Re: Bootstrap streaming issues

Did anyone run into similar issues?

On Thu, Sep 6, 2018 at 10:27 AM Jai Bheemsen Rao Dhanwada <jaibheemsen@xxxxxxxxx> wrote:
Here is the stacktrace from the failure, it looks like it's trying to gather all the columfamily metrics and going OOM. Is this just for the JMX metrics?

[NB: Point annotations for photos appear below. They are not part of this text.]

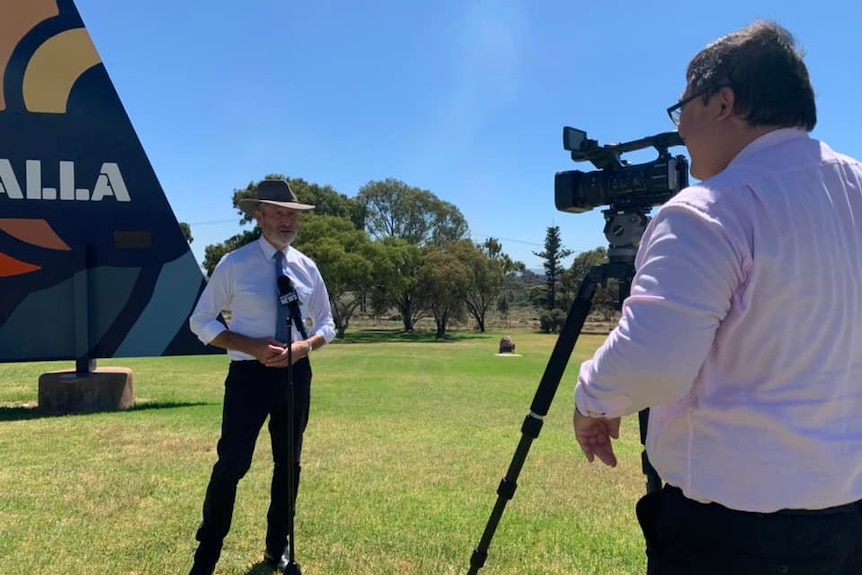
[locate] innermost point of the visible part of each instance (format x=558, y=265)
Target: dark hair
x=765, y=70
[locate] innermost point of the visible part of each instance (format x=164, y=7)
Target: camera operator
x=743, y=331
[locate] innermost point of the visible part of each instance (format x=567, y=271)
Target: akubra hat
x=275, y=192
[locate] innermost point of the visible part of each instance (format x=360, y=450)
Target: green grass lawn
x=407, y=442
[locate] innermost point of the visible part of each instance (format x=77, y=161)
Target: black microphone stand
x=293, y=316
x=623, y=229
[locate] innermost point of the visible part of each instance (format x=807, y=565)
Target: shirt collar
x=268, y=250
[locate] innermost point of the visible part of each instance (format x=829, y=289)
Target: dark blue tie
x=281, y=320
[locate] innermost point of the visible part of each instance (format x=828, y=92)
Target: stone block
x=105, y=389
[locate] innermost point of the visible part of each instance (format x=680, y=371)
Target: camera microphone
x=289, y=299
x=286, y=292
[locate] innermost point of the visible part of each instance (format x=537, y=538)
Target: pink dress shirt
x=743, y=332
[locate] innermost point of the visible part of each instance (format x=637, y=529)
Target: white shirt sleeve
x=214, y=299
x=688, y=271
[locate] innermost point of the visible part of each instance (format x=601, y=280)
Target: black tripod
x=623, y=229
x=289, y=299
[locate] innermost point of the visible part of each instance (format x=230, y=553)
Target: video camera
x=616, y=183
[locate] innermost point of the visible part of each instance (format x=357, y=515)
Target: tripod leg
x=532, y=425
x=292, y=567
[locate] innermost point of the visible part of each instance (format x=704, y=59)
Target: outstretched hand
x=268, y=350
x=594, y=435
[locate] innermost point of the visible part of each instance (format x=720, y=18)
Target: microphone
x=288, y=298
x=286, y=293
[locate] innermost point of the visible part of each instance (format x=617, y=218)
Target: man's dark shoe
x=199, y=570
x=276, y=561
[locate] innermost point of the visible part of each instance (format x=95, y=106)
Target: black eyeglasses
x=675, y=111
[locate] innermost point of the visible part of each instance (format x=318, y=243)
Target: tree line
x=399, y=247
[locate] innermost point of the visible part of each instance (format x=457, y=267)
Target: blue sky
x=464, y=98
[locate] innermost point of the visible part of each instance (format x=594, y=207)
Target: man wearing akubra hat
x=245, y=283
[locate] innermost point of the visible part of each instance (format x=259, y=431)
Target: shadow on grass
x=397, y=336
x=32, y=411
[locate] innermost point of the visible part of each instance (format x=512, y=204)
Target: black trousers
x=686, y=537
x=253, y=392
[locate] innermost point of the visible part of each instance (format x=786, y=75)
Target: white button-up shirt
x=244, y=284
x=743, y=332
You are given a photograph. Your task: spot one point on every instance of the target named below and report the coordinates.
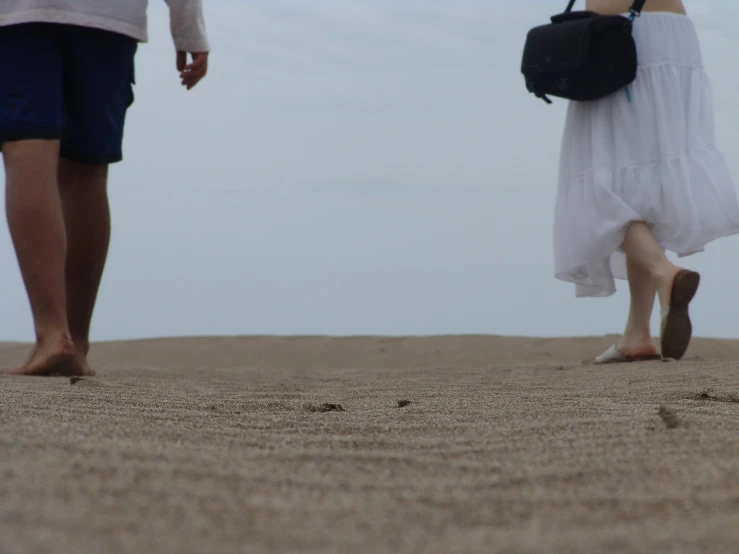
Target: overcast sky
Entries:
(359, 167)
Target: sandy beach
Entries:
(282, 445)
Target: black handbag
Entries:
(581, 55)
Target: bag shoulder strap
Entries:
(635, 8)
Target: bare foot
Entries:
(632, 350)
(663, 284)
(59, 358)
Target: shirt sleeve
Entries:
(187, 25)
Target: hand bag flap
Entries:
(556, 45)
(565, 44)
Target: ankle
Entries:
(54, 337)
(634, 339)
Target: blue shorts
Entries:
(69, 83)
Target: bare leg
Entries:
(676, 287)
(645, 253)
(636, 340)
(36, 226)
(84, 197)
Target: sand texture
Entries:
(282, 445)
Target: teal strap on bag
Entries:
(633, 15)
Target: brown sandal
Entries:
(676, 329)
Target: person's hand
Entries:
(193, 72)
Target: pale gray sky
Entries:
(373, 166)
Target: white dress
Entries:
(653, 159)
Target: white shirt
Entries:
(127, 17)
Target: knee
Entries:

ERROR [MessagingService-Incoming-/] 2018-09-06 15:43:19,280 CassandraDaemon.java:231 - Exception in thread Thread[MessagingService-Incoming-/x.x.x.x,5,main]
java.lang.OutOfMemoryError: Java heap space
        at java.io.DataInputStream.<init>(DataInputStream.java:58) ~[na:1.8.0_151]
        at org.apache.cassandra.net.IncomingTcpConnection.receiveMessages(IncomingTcpConnection.java:139) ~[apache-cassandra-2.1.16.jar:2.1.16]
        at org.apache.cassandra.net.IncomingTcpConnection.run(IncomingTcpConnection.java:88) ~[apache-cassandra-2.1.16.jar:2.1.16]
ERROR [InternalResponseStage:1] 2018-09-06 15:43:19,281 CassandraDaemon.java:231 - Exception in thread Thread[InternalResponseStage:1,5,main]
java.lang.OutOfMemoryError: Java heap space
        at org.apache.cassandra.metrics.ColumnFamilyMetrics$AllColumnFamilyMetricNameFactory.createMetricName(ColumnFamilyMetrics.java:784) ~[apache-cassandra-2.1.16.jar:2.1.16]
        at org.apache.cassandra.metrics.ColumnFamilyMetrics.createColumnFamilyHistogram(ColumnFamilyMetrics.java:716) ~[apache-cassandra-2.1.16.jar:2.1.16]
        at org.apache.cassandra.metrics.ColumnFamilyMetrics.<init>(ColumnFamilyMetrics.java:597) ~[apache-cassandra-2.1.16.jar:2.1.16]
        at org.apache.cassandra.db.ColumnFamilyStore.<init>(ColumnFamilyStore.java:361) ~[apache-cassandra-2.1.16.jar:2.1.16]
        at org.apache.cassandra.db.ColumnFamilyStore.createColumnFamilyStore(ColumnFamilyStore.java:527) ~[apache-cassandra-2.1.16.jar:2.1.16]
        at org.apache.cassandra.db.ColumnFamilyStore.createColumnFamilyStore(ColumnFamilyStore.java:498) ~[apache-cassandra-2.1.16.jar:2.1.16]
        at org.apache.cassandra.db.Keyspace.initCf(Keyspace.java:335) ~[apache-cassandra-2.1.16.jar:2.1.16]
        at org.apache.cassandra.db.DefsTables.addColumnFamily(DefsTables.java:385) ~[apache-cassandra-2.1.16.jar:2.1.16]
        at org.apache.cassandra.db.DefsTables.mergeColumnFamilies(DefsTables.java:293) ~[apache-cassandra-2.1.16.jar:2.1.16]
        at org.apache.cassandra.db.DefsTables.mergeSchemaInternal(DefsTables.java:194) ~[apache-cassandra-2.1.16.jar:2.1.16]
        at org.apache.cassandra.db.DefsTables.mergeSchema(DefsTables.java:166) ~[apache-cassandra-2.1.16.jar:2.1.16]
        at org.apache.cassandra.service.MigrationTask$1.response(MigrationTask.java:75) ~[apache-cassandra-2.1.16.jar:2.1.16]
        at org.apache.cassandra.net.ResponseVerbHandler.doVerb(ResponseVerbHandler.java:54) ~[apache-cassandra-2.1.16.jar:2.1.16]
        at org.apache.cassandra.net.MessageDeliveryTask.run(MessageDeliveryTask.java:64) ~[apache-cassandra-2.1.16.jar:2.1.16]
        at java.util.concurrent.ThreadPoolExecutor.runWorker(ThreadPoolExecutor.java:1149) ~[na:1.8.0_151]
        at java.util.concurrent.ThreadPoolExecutor$Worker.run(ThreadPoolExecutor.java:624) ~[na:1.8.0_151]
        at java.lang.Thread.run(Thread.java:748) ~[na:1.8.0_151]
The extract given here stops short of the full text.